Abre Aspas: Um pouquinho de Tati Bernardi…

tati
Com tanto potencial pra acabar com a minha vida, sabe o que ele quer? Me fazer feliz. Olha que desgraça. O moço quer me fazer feliz. E acabar com a maravilhosa sensação de ser miserável. E tirar de mim a única coisa que sei fazer direito nessa vida que é sofrer. Anos de aprimoramento e ele quer mudar todo o esquema. O moço quer me fazer feliz. Veja se pode. Não dá, assim não dá. Deveria ter cadeia pra esse tipo de elemento daninho. Pior é que vicia. Não é que acordei me achando hoje? Agora neguinho me trata mal e eu não deixo. Agora neguinho quer me judiar e eu mando pastar. Dei de achar que mereço ser amada. Veja se pode. Anos nos servindo de capacho, feliz da vida, e aí chega um desavisado com a coxa mais incrível do país e muda tudo. Até assoviando eu tô agora. Que desgraça. Ontem quase, quase, quase ele me tratou mal. Foi por muito pouco. Eu senti que a coisa tava vindo. Cruzei os dedos. Cheguei a implorar ao acaso. Vai, meu filho. Só um pouquinho. Me xinga, vai. Me dá uma apertada mais forte no braço. Fala de outra mulher. Atende algum amigo retardado bem na hora que eu tava falando dos meus medos. Manda eu calar a boca. Sei lá. Faz alguma coisa homem! E era piada. Era piadinha. Ele fez que tava bravo. E acabou. Já veio com o papo chato de que me ama e começou a melação de novo. Eita homem pra me beijar. Coisa chata. Minha mãe deveria me prender em casa, me proteger, sei lá. Onde já se viu andar com um homem desses. O homem me busca todas as vezes, me espera na porta, abre a porta do carro. Isso quando não me suspende no ar e fala 456 elogios em menos de cinco segundos. Pra piorar, ele ainda tem o pior dos defeitos da humanidade: ele esqueceu a ex namorada. Depois de trinta anos me relacionando só com homens obcecados por amores antigos, agora me aparece um obcecado por mim que nem lembra direito o nome da ex. Fala se tão de sacanagem comigo ou não? Como é que eu vou sofrer numa situação dessas? Como? Me diz? Durmo que é uma maravilha. A pele está incrível. A fome voltou. A vida tá de uma chatice ímpar. Alguém pode, por favor, me ajudar? Existe terapia pra tentar ser infeliz? Outro dia até me belisquei pra sofrer um pouquinho.
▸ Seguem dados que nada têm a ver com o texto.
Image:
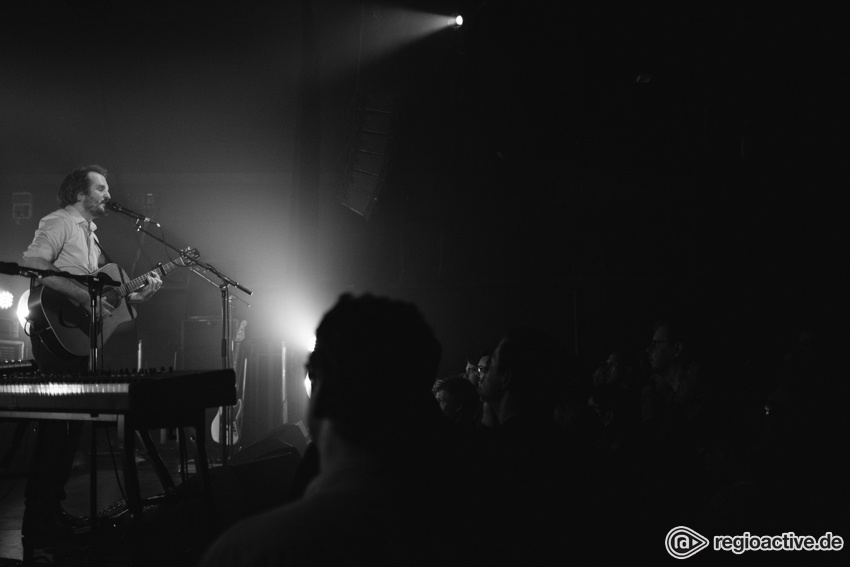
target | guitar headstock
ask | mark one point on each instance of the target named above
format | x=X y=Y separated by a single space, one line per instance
x=188 y=256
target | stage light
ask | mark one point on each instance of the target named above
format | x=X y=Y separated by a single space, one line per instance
x=308 y=385
x=23 y=309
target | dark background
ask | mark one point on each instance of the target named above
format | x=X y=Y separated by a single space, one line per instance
x=532 y=176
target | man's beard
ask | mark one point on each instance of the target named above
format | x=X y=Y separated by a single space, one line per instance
x=93 y=207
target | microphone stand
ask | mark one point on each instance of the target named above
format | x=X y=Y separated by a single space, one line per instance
x=226 y=362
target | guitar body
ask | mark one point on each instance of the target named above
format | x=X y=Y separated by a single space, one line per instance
x=63 y=324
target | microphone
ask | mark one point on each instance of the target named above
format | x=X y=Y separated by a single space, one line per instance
x=113 y=206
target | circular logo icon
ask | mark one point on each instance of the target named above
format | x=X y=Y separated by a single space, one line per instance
x=683 y=542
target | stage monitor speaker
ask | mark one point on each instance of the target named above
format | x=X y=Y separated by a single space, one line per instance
x=369 y=161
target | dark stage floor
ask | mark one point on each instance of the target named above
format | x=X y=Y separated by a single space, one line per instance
x=176 y=527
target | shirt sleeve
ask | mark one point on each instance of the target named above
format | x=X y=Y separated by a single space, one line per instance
x=49 y=237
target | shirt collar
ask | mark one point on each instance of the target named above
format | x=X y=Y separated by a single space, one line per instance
x=79 y=219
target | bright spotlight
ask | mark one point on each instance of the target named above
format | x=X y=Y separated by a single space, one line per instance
x=23 y=309
x=307 y=383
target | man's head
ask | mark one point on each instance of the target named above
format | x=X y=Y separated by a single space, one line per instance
x=458 y=398
x=525 y=364
x=373 y=368
x=476 y=368
x=85 y=188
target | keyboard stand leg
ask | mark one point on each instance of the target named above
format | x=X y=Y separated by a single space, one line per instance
x=156 y=460
x=127 y=431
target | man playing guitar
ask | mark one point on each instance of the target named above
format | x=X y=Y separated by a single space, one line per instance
x=65 y=241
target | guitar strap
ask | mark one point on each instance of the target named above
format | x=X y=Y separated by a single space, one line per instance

Mas o desgraçado correu pra assoprar e dar beijinho.

Sobre a autora:

Tati Bernardi é paulistana e nasceu em abril de 1979. É formada em propaganda e marketing e fez pós graduação cinema, literatura e psicanálise. Trabalhou como redatora nas melhores agências de propaganda do país durante oito anos (W/Brasil, LeoBurnett, Neogama, Click…) e lançou os livros “A mulher que não prestava” e “Tô com vontade de alguma coisa que eu não sei o que é” pela Panda Books, o livro “Click Aqui” sobre propaganda e os romances infanto-juvenis “A menina da árvore” pela Ed. Moderna e “A menina que pensava demais” pela Pensamento Cultrix. Já foi colunista da TPM, VIP, Viagem & Turismo, Revista Alfa e atualmente colabora para a Folha de SP. Na Globo escreveu “Dicas de um Sedutor”. “Aline”, “Amor & Sexo” e as novelas “Vida da Gente” e “Sangue Bom”. Para o Multishow escreve o roteiro de “Meu passado me condena” e “De volta pra Pista”.Roteirizou o filme “Meu Passado me Condena”. Seu site  www.tatibernardi.com.br  tem mais de 300 mil views por mês e suas redes sociais somam mais de 1 milhão de seguidores.